QOL, as De Vries and Drent (2008) point out is often confounded with state of physical health but actually it reflects one's emotional and psychological welfare. Nonetheless, the two are intimately related in that each affects the other.

Conducting a through review on the subject with key words involving 'Sarcoidosis and health status', Sarcoidosis and quality of life" or Sarcoidosis and fatigue" De Vries and Drent (2008) ended up with 15 studies that they considered relevant to their subject.

Counter-intuitively, they discovered that the greatest challenge on QOL as effected by was the patient's fatigue caused by the disease. Breathlessness, reduced exercise, and impaired working and physical activities were the most frequent reported hindrances. The instrument used was the World Health Organization Quality of Life Assessment Instrument -- 100, the standard QOL tool that is exclusively used with Sarcoidosis, and women consistently scored lower on the items of Physical health, Psychological health, Social relationships and Environment, as well as on the general facet Overall QOL. Fatigue correlated negatively with Physical Health, Independence, and psychological health. Compared with healthy controls, patients with Sarcoidosis scored lower all around, cognitive aspects notwithstanding, and they also indicated greater tendency towards clinical depression.

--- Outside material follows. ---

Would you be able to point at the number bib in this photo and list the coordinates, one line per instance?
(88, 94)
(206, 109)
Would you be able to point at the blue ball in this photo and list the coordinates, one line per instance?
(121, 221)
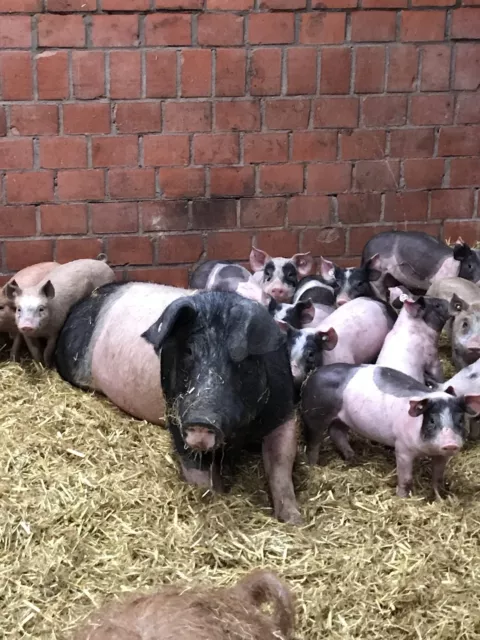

QOL of life in connection with Sarcoidosis, however, indicates the same problem as is indicative in the physical aspects of the illness: there are some areas that are debatable and much research still has to be done. Inclusive in this is the fact that as yet, sole research studies on the subject have included cross sectional studies. Still to be investigated is progression of disease and correlation effect on QOL: in other words does the individual's QOL, for instance, worsen as symptoms progressively increase. To assess that, follow up studies need to be conducted and this involves longitudinal experimentation.

Bona et al. (1998) suggest that mental health professionals become acquainted with the disease in order to refrain from misdiagnosing psychiatric symptoms as outcome of another disease. Conducting follow-up or longitudinal studies may reveal hitherto concealed or misinterpreted aspects of the disease helping both scientists and psychologists better understand and deal with psychological outcomes. Assessing the progression of the disease on QOL can also help therapists devise appropriate interventions -- and, although psychotherapy with or without application of antidepressant medication is occasionally employed (Wiegand & Brutsche, 2006), physicians sometimes, believing symptoms to be the flue or negative mood, fail to recommend it and patients initially fail to see its significance. For this reason, Wiegand and Brutsche (2006) recommend open discussion on the effects of the disease on daily life especially as effecting both patient and family's (or caregiver's) moods.